Translucency absent Biopsy scar present.

Investigations

Haemoglobin

  1. 5.0 gm%
  2. Total Leucocyte Count: 11,000 Cells/cumm.
  3. Differential Leucocyte Count: N: 90%, L: 08%, E: 01%, M: 01%
  4. ESR: 64mm in 1st hour
  5. Serum Urea: 24mg/dl
  6. Serum Creatinine: 1.20mg/dl

Liver function test

  1. Serum Bilirubin (Total): 0.47 mg/dl
  2. SGPT/ALT: 21.3 IU/L
  3. SGOT/AST: 16.9 IU/L
  4. Serum Alkaline Phosphate: 72 IU/L
  5. Serum Sodium: 141mmol/L
  6. Serum Potassium: 4.3mmol/L
  7. HIV, HCV And HBs Ag: negative
  8. ELISA for TB: negative
  9. USG Whole Abdomen: Normal.

Radiological Investigations

  1. X-ray Left Knee (Figure 4& 5): There is evidence of a destructive lesion showing mixed lytic and sclerotic areas with ill-defined edges in lower end of left femur with associated periosteal reaction and increased soft tissue shadow along with fracture of distal end of left femur.
  2. MRI Left Knee (Figure 6-10): There is a large expansile destructive bony mass with associated huge soft tissue component arising from lower end of left femur.

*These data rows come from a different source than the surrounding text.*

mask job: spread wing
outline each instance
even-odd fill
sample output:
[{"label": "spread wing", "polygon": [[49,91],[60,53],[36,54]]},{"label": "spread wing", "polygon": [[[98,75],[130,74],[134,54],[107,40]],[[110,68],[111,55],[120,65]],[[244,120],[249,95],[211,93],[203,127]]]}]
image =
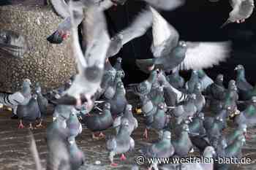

There is intraarticular extension in the knee joint with involvement of upper end of tibia. The mass is predominantly hyperintense on T2 & isointense on T1 with multiple septations & areas of necrosis. Soft tissue is showing extension into the surrounding muscle planes. Popliteal artery is displaced laterally showing normal flow. Findings are suggestive of neoplastic eitiology (most likely malignant -? Osteosarcoma).
  3. Chest X Ray PA view (Figure 11): Multiple round nodular radiopaque shadows are noted in both lung fields most likely suggestive of multiple pulmonary metastasis.
  4. HRCT Thorax (Figure 12&13): Multiple small to moderate size “Canon Ball” Opacities scattered in both lung fields suggestive of multiple Pulmonary Metastasis.
  5. Histopathological Investigation

    Biopsy: Shows bone & soft tissue with areas of necrosis and presence of highly pleomorphic cells having hyperchromatic nuclei & prominent nucleoli. Mitotic activity is high. Biopsy is consistent with Osteosarcoma.
    The patient was planned for neo adjuvant chemotherapy along with tumour resection but died during chemotherapy.

    Discussion

    Our case was found to be in the second peak of the bimodal peak of incidence seen in osteosarcoma. This was also seen in our search of the literature incidence of age, swelling [1] gender [2,3]. Tumor type [3] and location [4,5]. A thorough radiological examination is required to come to a prompt diagnosis of osteosarcoma. Increase in the awareness of the diagnostic features may lead to an early diagnosis and in doing so may improve the prognosis [6]. The final diagnosis can only be provided by histology and it should be kept in mind that osteosarcoma may mimic certain tumours histologically from which they originate and hence, it is essential to correlate the radiological and histological findings before arriving at a particular diagnosis.
    However, in our case the patient presented to us with a delay of 18 months and by that time the tumour had already metastatised to the lungs and the patient collapsed in the first cycle of chemotherapy itself. Petrikowski et al. [7] in a comparison of osteosarcoma, fibrous dysplasia and osteomyelitis found that the radiological picture provided much easier diagnosis and that the periosteal involvement always pointed towards osteosarcoma. Saving a patient from osteosarcoma is a team effort and it requires a good radiologist, pathologist and an oncosurgeon along with an orthopaedician to manage a case well and save the life of a cancer patient.